The seemingly sudden collapse of commodity prices has made news in the press.  Oil declined close to 50% in just a few weeks. The press claimed it was due to increased U.S. shale production and slowing global demand.  While these two factors are valid, I believe, they are on the margin.  What’s not on the margin:  Americans understand something very fundamental has changed in our economy. The true heart of the issue is the transition of the United States from a manufacturing economy to a knowledge/service based economy.  This economic transformation was first visualized over 30-years ago by Austrian economist Peter Drucker.  It is a paradigm shift unique in the economies of the world.

The transition started circa 1980 as we experienced peak inflation, strong labor union demands and the worst recession since the depression.  It was a recession that would last two years. To deal with the then economic reality, manufacturing began to shift to lower wage countries … particularly China.  Our largest retailer, WalMart, became a pioneer in “offshoring.” With consumer spending over 60% of the economy, this offshoring also had a tremendous social impact.  The prosperity of the middle class began a 30-year slide; a slide which caused the social malaise that exists in the country today.

As our manufacturing was shifting overseas, entrepreneurs began to create a new economic paradigm; one that was based on knowledge … especially in technology and health care.  Microsoft and Amgen in many ways provided the “genetic coding” for thousands of other knowledge-based companies that were to follow.  These knowledge businesses all were entrepreneurially-driven and about new product discovery ... the very essence of a vibrant growing economy. 

While new knowledge usually has social benefits, this time it also had an unfortunate downside.  In technology and health care one has to be trained in either discipline to work in it.  It is knowledge that most of us who are older do not have.  Also a knowledge-based economy does not require as many workers as an industrial economy.  The service sector does create jobs … but they are generally low paying.  The new economy has thus created a wealth and political divide as presented by sociologist Charles Murray in his book Coming Apart.  It’s politically presented as the 1% versus the 99%.  Nothing will change that reality but educational training … which in time will build a new middle class.

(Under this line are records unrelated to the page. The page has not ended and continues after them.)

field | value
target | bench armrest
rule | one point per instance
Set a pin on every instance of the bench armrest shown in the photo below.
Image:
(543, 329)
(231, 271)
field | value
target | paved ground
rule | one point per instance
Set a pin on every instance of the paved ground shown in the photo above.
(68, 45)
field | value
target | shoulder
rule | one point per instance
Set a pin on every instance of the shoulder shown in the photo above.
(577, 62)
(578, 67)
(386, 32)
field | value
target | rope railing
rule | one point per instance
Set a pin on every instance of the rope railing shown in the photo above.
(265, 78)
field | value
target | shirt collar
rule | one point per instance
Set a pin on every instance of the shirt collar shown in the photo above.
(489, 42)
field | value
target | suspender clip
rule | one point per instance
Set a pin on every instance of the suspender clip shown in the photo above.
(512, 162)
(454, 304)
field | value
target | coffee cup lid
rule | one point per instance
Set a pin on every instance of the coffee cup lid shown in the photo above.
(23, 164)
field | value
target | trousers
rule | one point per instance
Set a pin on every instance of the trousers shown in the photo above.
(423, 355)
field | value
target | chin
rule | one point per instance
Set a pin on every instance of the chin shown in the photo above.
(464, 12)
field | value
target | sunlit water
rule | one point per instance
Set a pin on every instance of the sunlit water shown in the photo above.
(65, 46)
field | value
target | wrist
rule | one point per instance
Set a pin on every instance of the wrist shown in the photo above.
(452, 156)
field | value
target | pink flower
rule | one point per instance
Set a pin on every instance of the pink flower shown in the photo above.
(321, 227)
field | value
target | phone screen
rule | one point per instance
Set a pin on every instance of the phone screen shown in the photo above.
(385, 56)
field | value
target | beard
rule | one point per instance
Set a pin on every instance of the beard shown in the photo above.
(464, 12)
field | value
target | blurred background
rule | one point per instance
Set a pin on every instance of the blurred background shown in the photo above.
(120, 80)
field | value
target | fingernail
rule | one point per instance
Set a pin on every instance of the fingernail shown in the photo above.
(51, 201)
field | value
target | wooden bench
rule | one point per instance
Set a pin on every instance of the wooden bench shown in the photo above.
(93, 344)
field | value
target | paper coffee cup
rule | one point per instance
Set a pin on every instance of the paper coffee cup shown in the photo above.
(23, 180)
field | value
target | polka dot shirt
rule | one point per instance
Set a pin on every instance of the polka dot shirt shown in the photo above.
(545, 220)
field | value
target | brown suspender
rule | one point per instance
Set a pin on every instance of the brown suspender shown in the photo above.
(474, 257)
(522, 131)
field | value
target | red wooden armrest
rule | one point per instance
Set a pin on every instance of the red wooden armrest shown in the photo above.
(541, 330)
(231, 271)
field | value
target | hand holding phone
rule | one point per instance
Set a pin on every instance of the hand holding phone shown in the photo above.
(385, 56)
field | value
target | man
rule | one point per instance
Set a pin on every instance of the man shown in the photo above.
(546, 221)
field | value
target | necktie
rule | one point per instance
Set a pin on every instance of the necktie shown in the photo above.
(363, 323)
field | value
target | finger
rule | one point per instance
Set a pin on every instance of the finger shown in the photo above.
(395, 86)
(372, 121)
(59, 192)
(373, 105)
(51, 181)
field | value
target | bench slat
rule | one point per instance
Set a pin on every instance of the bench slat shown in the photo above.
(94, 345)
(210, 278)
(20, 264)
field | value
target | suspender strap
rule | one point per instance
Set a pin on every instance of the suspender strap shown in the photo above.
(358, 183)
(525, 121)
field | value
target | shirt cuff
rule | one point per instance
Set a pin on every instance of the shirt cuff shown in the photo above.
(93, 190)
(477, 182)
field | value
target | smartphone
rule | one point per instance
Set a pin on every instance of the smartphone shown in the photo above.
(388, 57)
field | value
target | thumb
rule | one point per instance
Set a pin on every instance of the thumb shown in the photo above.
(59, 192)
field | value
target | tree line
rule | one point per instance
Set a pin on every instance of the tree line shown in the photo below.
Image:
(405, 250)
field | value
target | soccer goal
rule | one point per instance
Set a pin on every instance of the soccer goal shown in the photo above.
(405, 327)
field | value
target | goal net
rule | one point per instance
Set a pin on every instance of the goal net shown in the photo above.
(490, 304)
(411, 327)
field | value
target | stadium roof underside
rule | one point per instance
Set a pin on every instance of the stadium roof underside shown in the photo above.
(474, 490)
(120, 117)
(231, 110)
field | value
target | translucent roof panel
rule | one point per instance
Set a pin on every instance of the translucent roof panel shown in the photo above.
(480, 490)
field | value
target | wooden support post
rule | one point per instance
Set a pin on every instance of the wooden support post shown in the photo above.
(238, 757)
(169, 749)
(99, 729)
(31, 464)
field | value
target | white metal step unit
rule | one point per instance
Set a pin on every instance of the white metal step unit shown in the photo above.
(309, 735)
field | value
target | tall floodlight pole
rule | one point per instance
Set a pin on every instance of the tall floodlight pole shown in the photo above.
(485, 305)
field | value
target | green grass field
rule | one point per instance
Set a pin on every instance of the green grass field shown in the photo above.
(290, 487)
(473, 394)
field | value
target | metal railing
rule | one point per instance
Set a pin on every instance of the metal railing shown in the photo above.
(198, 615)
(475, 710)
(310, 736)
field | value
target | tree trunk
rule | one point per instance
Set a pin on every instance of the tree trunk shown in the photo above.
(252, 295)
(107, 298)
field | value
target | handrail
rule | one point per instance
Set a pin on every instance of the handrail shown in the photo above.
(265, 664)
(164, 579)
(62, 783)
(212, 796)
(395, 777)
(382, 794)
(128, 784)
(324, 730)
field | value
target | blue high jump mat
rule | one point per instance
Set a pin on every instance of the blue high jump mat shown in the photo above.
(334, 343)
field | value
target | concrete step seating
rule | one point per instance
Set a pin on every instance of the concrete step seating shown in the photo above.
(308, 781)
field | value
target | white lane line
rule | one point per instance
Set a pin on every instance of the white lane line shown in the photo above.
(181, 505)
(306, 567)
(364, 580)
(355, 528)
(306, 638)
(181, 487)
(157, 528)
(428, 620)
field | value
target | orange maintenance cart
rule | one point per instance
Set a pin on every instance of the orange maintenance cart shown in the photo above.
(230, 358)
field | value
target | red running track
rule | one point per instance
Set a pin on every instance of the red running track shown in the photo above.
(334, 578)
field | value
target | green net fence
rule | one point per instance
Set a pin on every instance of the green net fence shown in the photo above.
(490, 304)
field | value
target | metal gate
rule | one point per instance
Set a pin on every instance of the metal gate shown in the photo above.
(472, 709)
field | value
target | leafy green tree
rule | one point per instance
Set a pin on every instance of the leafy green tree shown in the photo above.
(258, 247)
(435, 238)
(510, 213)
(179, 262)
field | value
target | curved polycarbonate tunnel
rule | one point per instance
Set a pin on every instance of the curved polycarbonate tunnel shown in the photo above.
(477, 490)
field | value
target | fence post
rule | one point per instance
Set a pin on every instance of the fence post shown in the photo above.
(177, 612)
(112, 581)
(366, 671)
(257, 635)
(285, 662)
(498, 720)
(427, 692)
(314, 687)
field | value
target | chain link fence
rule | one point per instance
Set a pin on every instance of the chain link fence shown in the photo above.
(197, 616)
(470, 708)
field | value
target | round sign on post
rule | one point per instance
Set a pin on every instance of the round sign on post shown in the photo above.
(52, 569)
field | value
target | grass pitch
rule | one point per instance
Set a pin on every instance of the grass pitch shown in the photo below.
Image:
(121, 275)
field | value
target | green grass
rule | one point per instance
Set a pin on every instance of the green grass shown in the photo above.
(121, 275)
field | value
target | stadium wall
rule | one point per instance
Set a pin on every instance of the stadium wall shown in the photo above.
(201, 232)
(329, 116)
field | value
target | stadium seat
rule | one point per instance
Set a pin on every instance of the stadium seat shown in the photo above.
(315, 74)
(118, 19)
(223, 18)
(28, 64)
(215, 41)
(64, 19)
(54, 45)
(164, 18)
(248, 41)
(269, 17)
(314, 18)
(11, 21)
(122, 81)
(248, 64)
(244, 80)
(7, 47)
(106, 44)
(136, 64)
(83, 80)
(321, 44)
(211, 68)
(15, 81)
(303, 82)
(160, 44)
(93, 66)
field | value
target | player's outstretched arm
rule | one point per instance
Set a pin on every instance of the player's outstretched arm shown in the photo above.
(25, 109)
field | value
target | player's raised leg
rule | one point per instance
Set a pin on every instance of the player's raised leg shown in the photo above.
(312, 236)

Finally, as a knowledge-based economy grows it becomes less dependent on commodities.  In fact, the recent 50% decline in the price of oil is a direct result of new fracking technology knowledge.  This past year’s commodity decline could be the tipping point in the U.S. economic evolution.  If so, since we are the world’s largest economy, it would be unfortunate for commodity based countries.  Unlike industrial economies, what we need to continue growing our NEW economy is not commodity dependent.  It’s what we have always excelled at --- new entrepreneurs, new products and great new ideas.